The results of Verschure et al.9 support the concept that cross-calibration myocardial 123I-mIBG phantom studies allow for conversion of different institutional H/M ratios to standardized H/M ratios, which may facilitate multicenter comparison of myocardial 123I-mIBG results. The method can be easily applied reducing variation in outcome measures and thereby further strengthening the clinical role of myocardial 123I-mIBG scintigraphy.

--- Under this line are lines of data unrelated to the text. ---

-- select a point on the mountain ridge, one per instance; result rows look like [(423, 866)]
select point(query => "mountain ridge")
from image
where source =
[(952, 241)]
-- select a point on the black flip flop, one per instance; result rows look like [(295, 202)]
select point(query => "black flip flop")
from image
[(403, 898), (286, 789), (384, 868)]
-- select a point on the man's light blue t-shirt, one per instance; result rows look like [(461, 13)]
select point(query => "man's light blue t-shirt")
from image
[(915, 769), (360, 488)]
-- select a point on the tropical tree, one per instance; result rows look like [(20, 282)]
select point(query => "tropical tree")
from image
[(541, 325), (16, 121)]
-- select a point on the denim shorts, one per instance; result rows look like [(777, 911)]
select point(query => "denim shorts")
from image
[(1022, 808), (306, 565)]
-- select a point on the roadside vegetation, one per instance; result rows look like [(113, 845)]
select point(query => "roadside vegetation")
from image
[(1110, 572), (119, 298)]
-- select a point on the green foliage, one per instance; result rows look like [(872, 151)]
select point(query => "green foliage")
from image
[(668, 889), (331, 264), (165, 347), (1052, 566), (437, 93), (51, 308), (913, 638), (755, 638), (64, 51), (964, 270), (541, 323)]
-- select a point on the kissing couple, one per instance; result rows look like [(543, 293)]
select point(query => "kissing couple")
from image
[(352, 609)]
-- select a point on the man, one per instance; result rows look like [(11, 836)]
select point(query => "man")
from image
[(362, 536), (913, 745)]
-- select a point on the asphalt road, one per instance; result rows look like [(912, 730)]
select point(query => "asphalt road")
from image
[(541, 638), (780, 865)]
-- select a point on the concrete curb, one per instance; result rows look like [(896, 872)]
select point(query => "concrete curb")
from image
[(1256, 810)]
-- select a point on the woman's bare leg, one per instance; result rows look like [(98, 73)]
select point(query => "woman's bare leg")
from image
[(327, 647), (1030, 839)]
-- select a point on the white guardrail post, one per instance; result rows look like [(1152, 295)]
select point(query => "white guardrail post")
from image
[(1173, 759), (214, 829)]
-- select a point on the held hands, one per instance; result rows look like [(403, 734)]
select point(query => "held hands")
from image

When analyzing these results, it should be noticed that phantom studies denote an ideal situation far from human studies, which are subjected to inherent physiological variability of uptake not only in the organs in the field-of-view but also in those not included in it but contributing to additional scatter not modeled by the phantom. In addition, the effect of septal penetration on the estimation of the H/M ratio should also depend on the source geometry, not considered in the cross-calibration phantom studies previously commented, which were based on the homogeneous and flat distribution of the tracer. Thus, phantom studies can only partially mimic patient physical appearance and give an impression of repeatability and variability, but not necessarily reflect the accuracy of measurements. On the other hand, availability of phantom calibration for identical system configuration may improve the camera system independence and thus allow comparison of the multicenter data, or even serial test results at the same institution. These comparisons could even be performed retrospectively applying the appropriate corrections to the already existing multicenter data. Thus, as in Norton Juster’s children’s book The phantom tollbooth, in which a bored, lonely boy is startled by the unexpected arrival of a large, gift-wrapped package containing a tollbooth, which turns out to be a gateway into a magical parallel universe of the enchanted Kingdom of Wisdom in the Lands Beyond, the cross-calibration phantom study of Verschure et al.9 may represent the gateway for large-scale clinical implementation of cardiac 123I-mIBG scintigraphy. This study extends the Japanese phantom experience to European institutions enabling conversion coefficients for H/M ratio within Europe, which may help myocardial 123I-mIBG scintigraphy to obtain more extensive data and enhance the evidence to support its routine clinical application.